Yo, D. Diego Duque de Estrada, el que fuera con gran aprecio a Dios humilde servidor suyo en todas las tierras a las que mi temeridad me acarreó. Desde Berbería a Flandes, de Barcelona a la bella Nápoles y ahora desde mi retiro como juandediano del cenobio de la Cerdeña, vengo a impetrar con mi retiro y expiación la gracia de la salvación divina para mi alma.
Ánima religiosa y de buena fama, que hube de defender en incontables e incontenibles trances y lances, siempre para mayor reputación suya y de España. Así, por cada aventura de la que casi siempre obré con gran resolución y destreza, sus terribles consecuencias la ennoblecieron y agrandaron sin temor de la aquiescencia divina por cuanto en su voto todas ellas fueron hechas. Por trances y lances he de expresar que se trataban, casi siempre y con frecuencia, de duelos con los que limpiar con sangre la mancha del honor, que debe siempre guardarse por delante de la hacienda, la Patria y el Rey.

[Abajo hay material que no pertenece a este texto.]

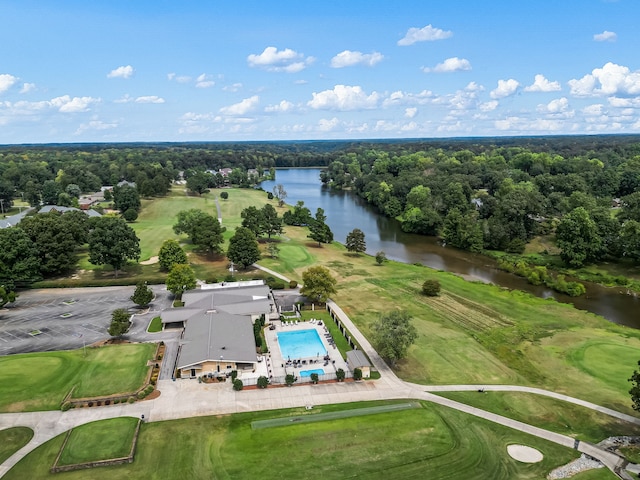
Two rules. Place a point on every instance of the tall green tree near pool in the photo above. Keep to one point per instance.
(18, 259)
(112, 242)
(119, 322)
(635, 389)
(393, 334)
(243, 248)
(355, 241)
(318, 284)
(142, 295)
(170, 254)
(204, 230)
(181, 278)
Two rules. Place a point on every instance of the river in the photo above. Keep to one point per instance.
(346, 211)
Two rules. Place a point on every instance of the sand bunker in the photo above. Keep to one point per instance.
(524, 454)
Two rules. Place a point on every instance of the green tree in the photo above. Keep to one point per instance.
(578, 239)
(180, 278)
(280, 193)
(112, 242)
(6, 295)
(630, 239)
(19, 263)
(203, 229)
(142, 295)
(319, 230)
(355, 241)
(431, 288)
(119, 323)
(318, 284)
(253, 219)
(273, 249)
(171, 253)
(130, 215)
(635, 389)
(243, 248)
(271, 224)
(462, 231)
(126, 197)
(393, 334)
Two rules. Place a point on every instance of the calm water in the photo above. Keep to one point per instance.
(346, 211)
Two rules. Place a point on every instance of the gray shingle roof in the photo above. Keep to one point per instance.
(357, 359)
(217, 336)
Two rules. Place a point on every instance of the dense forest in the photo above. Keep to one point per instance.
(498, 195)
(475, 193)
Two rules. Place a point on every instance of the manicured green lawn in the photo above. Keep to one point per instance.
(99, 441)
(12, 440)
(548, 413)
(430, 442)
(40, 381)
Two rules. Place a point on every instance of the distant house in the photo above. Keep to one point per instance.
(218, 327)
(60, 209)
(357, 359)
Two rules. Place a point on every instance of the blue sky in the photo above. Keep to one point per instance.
(217, 70)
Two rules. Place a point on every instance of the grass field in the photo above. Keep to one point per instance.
(40, 381)
(12, 440)
(429, 442)
(99, 441)
(548, 413)
(476, 333)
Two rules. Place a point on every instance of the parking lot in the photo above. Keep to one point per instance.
(61, 319)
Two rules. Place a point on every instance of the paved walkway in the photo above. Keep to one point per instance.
(185, 398)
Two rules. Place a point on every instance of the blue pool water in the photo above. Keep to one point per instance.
(300, 344)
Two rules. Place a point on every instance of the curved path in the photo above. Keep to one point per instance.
(182, 399)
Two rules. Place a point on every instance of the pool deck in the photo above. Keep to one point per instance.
(277, 365)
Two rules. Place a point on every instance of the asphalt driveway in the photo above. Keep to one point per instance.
(62, 319)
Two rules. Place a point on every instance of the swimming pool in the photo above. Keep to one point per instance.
(300, 344)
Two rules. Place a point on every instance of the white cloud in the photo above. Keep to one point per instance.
(541, 84)
(204, 81)
(349, 58)
(410, 112)
(505, 88)
(121, 72)
(149, 99)
(325, 125)
(27, 87)
(7, 81)
(605, 36)
(232, 88)
(611, 79)
(453, 64)
(424, 34)
(241, 108)
(557, 107)
(404, 98)
(66, 104)
(94, 125)
(593, 110)
(274, 60)
(283, 107)
(343, 97)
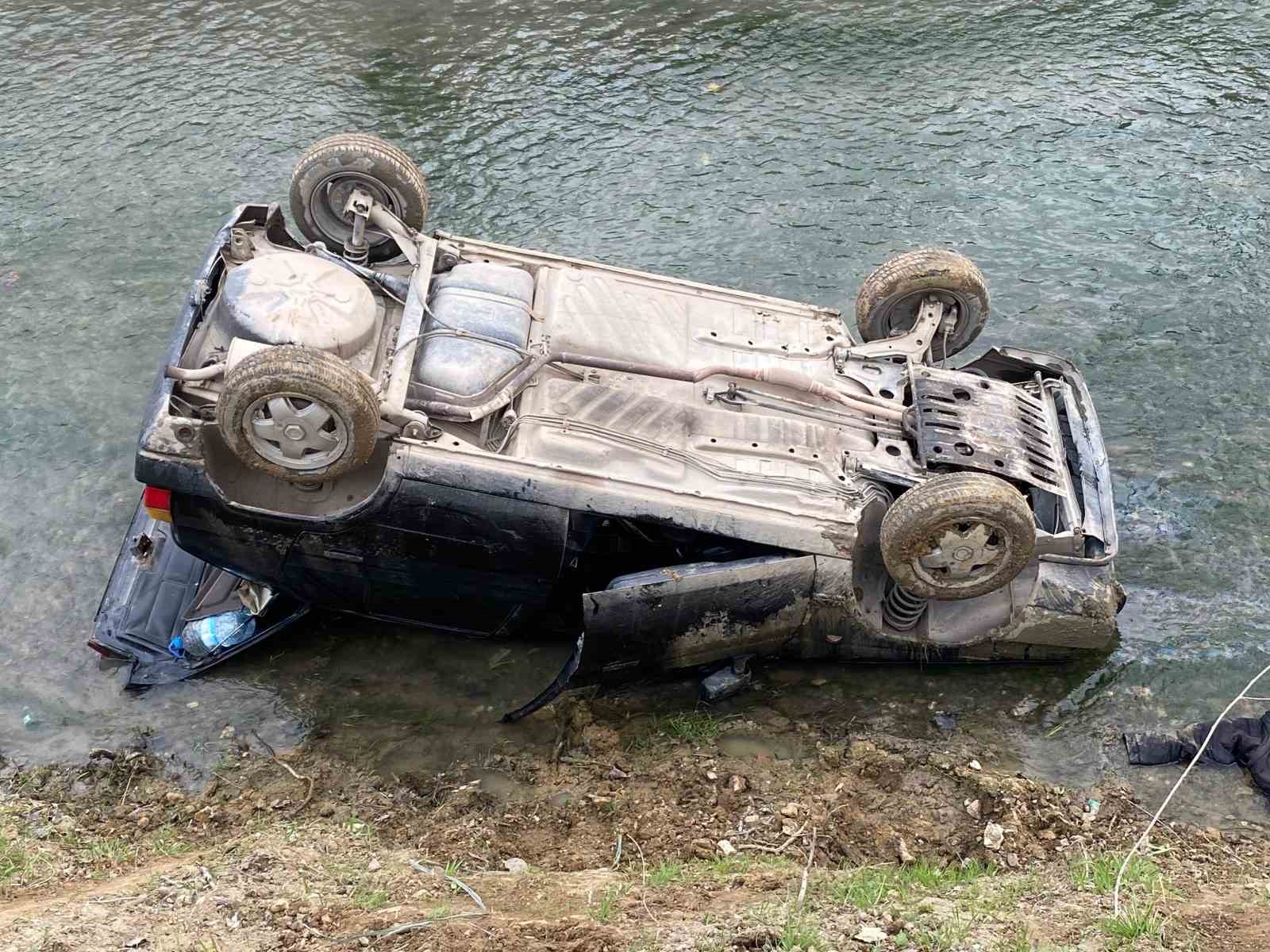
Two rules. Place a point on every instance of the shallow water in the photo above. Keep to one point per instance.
(1104, 163)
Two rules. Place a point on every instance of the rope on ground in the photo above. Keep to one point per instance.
(1146, 833)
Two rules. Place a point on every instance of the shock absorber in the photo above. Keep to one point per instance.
(901, 609)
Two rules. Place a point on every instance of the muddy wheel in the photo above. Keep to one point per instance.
(958, 536)
(298, 414)
(327, 175)
(889, 298)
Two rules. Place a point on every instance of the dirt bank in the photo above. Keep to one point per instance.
(628, 831)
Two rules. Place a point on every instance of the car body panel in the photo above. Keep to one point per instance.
(679, 522)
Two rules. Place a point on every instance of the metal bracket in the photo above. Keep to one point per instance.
(359, 206)
(914, 343)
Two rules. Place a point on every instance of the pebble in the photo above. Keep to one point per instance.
(870, 935)
(1026, 708)
(946, 723)
(905, 856)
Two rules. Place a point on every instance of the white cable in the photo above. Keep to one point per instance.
(1195, 759)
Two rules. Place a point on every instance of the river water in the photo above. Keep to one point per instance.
(1105, 163)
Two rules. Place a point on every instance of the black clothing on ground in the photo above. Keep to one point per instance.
(1237, 740)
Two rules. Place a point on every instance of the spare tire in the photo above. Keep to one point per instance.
(328, 173)
(958, 536)
(891, 298)
(298, 414)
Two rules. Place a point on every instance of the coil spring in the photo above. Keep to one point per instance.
(357, 255)
(901, 609)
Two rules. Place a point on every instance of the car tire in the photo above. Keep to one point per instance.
(325, 175)
(958, 536)
(298, 414)
(889, 298)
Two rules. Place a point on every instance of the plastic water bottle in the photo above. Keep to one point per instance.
(216, 632)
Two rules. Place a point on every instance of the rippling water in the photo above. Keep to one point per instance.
(1104, 163)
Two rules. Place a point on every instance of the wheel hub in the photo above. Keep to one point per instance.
(295, 431)
(963, 554)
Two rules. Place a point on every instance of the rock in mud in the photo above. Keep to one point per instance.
(945, 721)
(902, 852)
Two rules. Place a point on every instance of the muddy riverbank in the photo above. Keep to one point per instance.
(613, 828)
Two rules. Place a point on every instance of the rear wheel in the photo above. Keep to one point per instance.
(328, 173)
(298, 414)
(891, 298)
(958, 536)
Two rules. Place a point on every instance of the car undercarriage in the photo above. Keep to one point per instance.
(497, 441)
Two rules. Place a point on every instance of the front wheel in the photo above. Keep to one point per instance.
(298, 414)
(891, 298)
(958, 536)
(328, 173)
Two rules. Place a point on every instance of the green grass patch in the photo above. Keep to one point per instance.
(370, 899)
(666, 873)
(691, 727)
(1098, 873)
(107, 850)
(946, 937)
(1136, 920)
(869, 888)
(864, 889)
(723, 867)
(13, 860)
(168, 843)
(603, 907)
(800, 933)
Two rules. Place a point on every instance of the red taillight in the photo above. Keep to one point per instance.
(158, 503)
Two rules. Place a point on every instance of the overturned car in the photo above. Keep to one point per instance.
(491, 440)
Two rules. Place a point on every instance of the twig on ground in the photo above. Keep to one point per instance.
(455, 880)
(781, 848)
(408, 927)
(1155, 819)
(810, 856)
(287, 767)
(129, 785)
(643, 890)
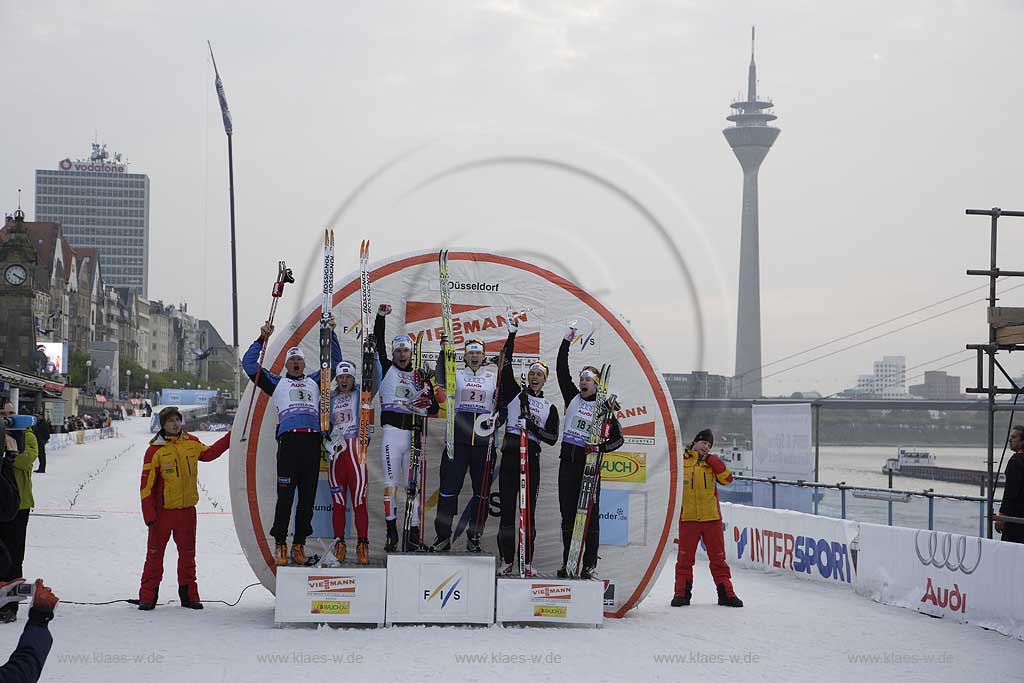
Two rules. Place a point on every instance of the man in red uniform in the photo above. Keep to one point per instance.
(169, 494)
(701, 518)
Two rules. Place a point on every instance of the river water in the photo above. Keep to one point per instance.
(862, 466)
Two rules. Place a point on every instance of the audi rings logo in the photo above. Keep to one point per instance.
(940, 551)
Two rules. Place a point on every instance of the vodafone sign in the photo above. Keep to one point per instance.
(91, 166)
(646, 496)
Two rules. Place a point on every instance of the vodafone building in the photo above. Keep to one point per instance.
(102, 206)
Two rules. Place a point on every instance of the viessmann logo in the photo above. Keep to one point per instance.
(939, 549)
(333, 585)
(473, 321)
(551, 592)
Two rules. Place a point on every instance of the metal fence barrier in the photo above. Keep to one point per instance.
(887, 496)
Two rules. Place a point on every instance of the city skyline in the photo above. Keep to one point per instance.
(861, 214)
(101, 206)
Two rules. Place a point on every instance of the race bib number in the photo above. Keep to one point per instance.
(300, 395)
(472, 395)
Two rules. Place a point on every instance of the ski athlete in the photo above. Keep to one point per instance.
(580, 404)
(701, 518)
(169, 493)
(542, 427)
(474, 396)
(398, 400)
(296, 395)
(345, 473)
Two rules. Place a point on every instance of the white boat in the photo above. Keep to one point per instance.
(907, 457)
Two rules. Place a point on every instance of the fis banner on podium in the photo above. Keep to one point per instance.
(550, 600)
(440, 589)
(324, 595)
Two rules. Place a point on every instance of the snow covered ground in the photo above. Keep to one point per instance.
(790, 630)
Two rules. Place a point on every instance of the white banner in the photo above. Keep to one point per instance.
(782, 449)
(809, 547)
(550, 600)
(967, 579)
(322, 595)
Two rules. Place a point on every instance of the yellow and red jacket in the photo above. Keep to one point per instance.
(170, 471)
(700, 479)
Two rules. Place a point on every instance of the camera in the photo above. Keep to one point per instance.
(18, 422)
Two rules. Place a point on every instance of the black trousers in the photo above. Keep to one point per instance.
(298, 468)
(569, 479)
(508, 491)
(453, 476)
(12, 536)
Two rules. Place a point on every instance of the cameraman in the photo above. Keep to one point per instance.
(12, 531)
(26, 663)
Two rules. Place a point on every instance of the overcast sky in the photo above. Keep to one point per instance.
(895, 117)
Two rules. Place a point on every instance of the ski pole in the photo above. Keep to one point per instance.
(284, 276)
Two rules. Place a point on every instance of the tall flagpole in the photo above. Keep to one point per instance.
(226, 116)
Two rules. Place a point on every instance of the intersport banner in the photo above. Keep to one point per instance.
(641, 478)
(964, 578)
(813, 548)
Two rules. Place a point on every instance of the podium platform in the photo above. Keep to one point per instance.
(440, 588)
(330, 595)
(550, 600)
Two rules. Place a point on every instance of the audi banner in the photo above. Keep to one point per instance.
(964, 578)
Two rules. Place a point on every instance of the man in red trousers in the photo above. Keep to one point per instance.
(170, 493)
(701, 518)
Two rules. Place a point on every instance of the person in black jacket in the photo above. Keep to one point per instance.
(580, 406)
(42, 429)
(1013, 489)
(26, 663)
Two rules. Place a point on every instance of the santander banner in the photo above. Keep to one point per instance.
(642, 483)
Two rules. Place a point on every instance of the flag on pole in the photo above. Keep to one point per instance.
(224, 112)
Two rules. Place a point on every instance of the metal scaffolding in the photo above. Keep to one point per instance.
(1006, 333)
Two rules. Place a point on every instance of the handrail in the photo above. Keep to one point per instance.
(842, 485)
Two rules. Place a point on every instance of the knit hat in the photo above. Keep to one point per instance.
(705, 435)
(168, 412)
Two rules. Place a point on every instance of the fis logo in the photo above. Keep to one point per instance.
(445, 591)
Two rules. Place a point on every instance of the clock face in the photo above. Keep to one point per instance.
(15, 274)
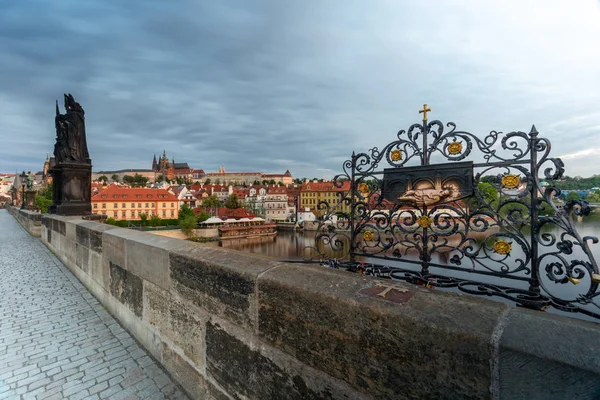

Sirvan estos hechos engendrados durante mi procelosa vida como penitencia, esperado de cuantos los oyesen y comprendiesen, que obren en su reparo tal y como suplico al remate de todos ellos, esperando, como digo, la salvación de mi alma, ahora amenazada.
TRANCE I.- POR CELOS ARREBATADO.
Así sucedió siendo yo joven y cortesano en la villa de Madrid, cuando una tarde aciaga hallé amancebados y en lujuriosa disposición a mi entonces amada junto con mi más leal compañero. Arrebatado y esgrimiendo espada a la diestra y daga en la siniestra, les despojé a los dos, de vida y honra, con su sangre. Por este apuro fui obligado a dejar la corte, embozado de la noche partí hacia el mediodía perseguido de la justicia por trochas y caminos, sucio de jubón pero con el alma limpia por el fatal desquite. No sería aquel el último encuentro.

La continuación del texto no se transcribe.